Our app builds it with its `build_known_entities` (names + name-parts + email local-parts)
and sends it scoped to the request. Treat it as **sensitive** (a slice of the LP list): hold
it only transiently with the map, never log or forward it. Tokens are per-task (stable within
a `task_id`/`map_handle`), which is also the lower re-identification-risk choice. If per-call
payload ever becomes a perf issue, an optional gateway-side cached export (Option 3) is the
escape hatch — but do not build that coupling now.
## Local-Qwen NER (how to find Tier-2 entities), cheapest/most-authoritative first
1. **The caller-supplied `known_entities`.** Tokenize every supplied person/org/fund/email
surface deterministically (case- and unicode-fold insensitive, longest-match-first, with
hyphenated-surname extension). This is the bulk of the work and needs no model. (This is
the deterministic FLOOR — load-bearing but NOT complete; the NER pass below is required.)
2. **Rules** for structured PII: regexes for emails, phones, $ amounts, dates, and
SSN/account-number shapes (account/SSN shapes route to Tier-1).

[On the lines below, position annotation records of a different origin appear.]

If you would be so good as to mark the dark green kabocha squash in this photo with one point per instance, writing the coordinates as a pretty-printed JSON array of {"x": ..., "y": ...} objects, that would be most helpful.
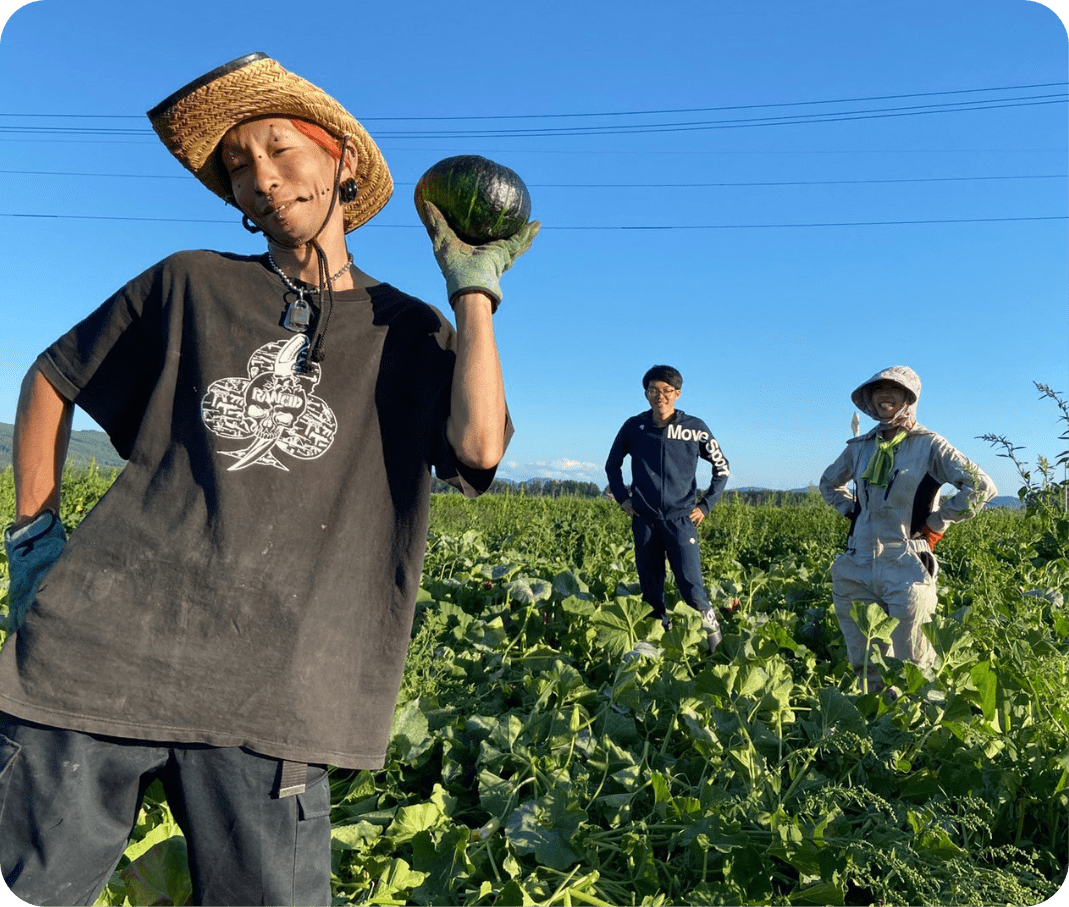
[{"x": 480, "y": 199}]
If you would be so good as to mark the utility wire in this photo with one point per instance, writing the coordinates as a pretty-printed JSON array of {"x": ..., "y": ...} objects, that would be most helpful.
[
  {"x": 624, "y": 112},
  {"x": 806, "y": 119},
  {"x": 765, "y": 184},
  {"x": 617, "y": 227}
]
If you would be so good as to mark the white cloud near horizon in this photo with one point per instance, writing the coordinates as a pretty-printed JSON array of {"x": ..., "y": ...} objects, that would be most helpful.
[{"x": 560, "y": 469}]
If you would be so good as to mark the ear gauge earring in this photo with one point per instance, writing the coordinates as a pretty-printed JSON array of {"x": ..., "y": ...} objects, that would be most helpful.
[{"x": 347, "y": 191}]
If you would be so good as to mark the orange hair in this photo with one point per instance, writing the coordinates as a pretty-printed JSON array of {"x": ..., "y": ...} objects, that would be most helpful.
[{"x": 320, "y": 136}]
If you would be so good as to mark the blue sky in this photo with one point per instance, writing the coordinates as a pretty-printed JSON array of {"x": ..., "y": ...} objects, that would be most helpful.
[{"x": 835, "y": 187}]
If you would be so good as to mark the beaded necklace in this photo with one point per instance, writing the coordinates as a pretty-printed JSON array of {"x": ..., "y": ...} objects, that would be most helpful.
[{"x": 298, "y": 313}]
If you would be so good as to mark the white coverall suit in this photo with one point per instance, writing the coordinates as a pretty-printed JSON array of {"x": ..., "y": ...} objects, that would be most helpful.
[{"x": 887, "y": 560}]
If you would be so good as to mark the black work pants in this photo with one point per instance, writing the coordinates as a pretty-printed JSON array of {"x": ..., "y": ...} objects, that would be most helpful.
[{"x": 68, "y": 802}]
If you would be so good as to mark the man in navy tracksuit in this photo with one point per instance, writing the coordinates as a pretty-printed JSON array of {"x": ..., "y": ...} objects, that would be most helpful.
[{"x": 664, "y": 444}]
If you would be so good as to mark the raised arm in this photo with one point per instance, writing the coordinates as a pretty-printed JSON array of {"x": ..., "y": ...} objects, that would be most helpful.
[
  {"x": 477, "y": 417},
  {"x": 42, "y": 435},
  {"x": 476, "y": 425}
]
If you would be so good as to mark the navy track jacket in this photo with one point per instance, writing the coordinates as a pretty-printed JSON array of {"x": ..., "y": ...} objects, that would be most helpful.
[{"x": 664, "y": 463}]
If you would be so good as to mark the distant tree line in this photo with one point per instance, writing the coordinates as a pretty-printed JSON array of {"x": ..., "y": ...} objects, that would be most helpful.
[{"x": 533, "y": 488}]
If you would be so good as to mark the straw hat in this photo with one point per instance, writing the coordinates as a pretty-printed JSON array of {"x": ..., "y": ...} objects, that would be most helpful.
[{"x": 192, "y": 121}]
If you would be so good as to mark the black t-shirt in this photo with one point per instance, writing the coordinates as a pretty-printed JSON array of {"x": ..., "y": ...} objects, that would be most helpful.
[{"x": 250, "y": 577}]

3. **Local-Qwen NER pass** for residual named entities the map and rules miss (a person/org
in free text not yet in the CRM). Call the SAME local Qwen you already serve at
`/v1/chat/completions` (enable_thinking=false, temperature 0), with a strict JSON-only
extraction prompt returning `{entities:[{text,type,tier}]}`. Never a remote model — the
input is exactly the sensitive text we are keeping local. `ner="rules_only"` skips this;
`ner="qwen"` forces it; `auto` runs it only on spans unresolved by steps 12. Qwen should
also flag **descriptive** re-identifiers (e.g. "the family that sold the mining company in
Texas"), not just named entities.
## Map-stays-local (non-negotiable)
The pseudonym map `{token -> real_value}` is stored ONLY on the Spark, keyed by
`map_handle`, in memory or a short-lived local store, TTL-expired (default ~2h). Never
returned in full, never written to any log/metric/trace that leaves the box, never in any
Claude-bound payload. `/scrub` returns only the opaque `map_handle` and counts. If you add
`GET /scrub/map/{map_handle}` for same-box debugging, gate it behind the same auth and keep
it off by default.
## Logging
One row per call to our `interaction_log` (we give you a write path or ingest an emitted
event): `action='redaction.scrub' | 'redaction.rehydrate'`, `actor_type='agent'`,
`actor_id=<actor>`, `source='spark_control'`, `payload` = **COUNTS ONLY** (tiers dropped,
tokens by type, distinct_entities, descriptive_flags spans WITHOUT real values, model used).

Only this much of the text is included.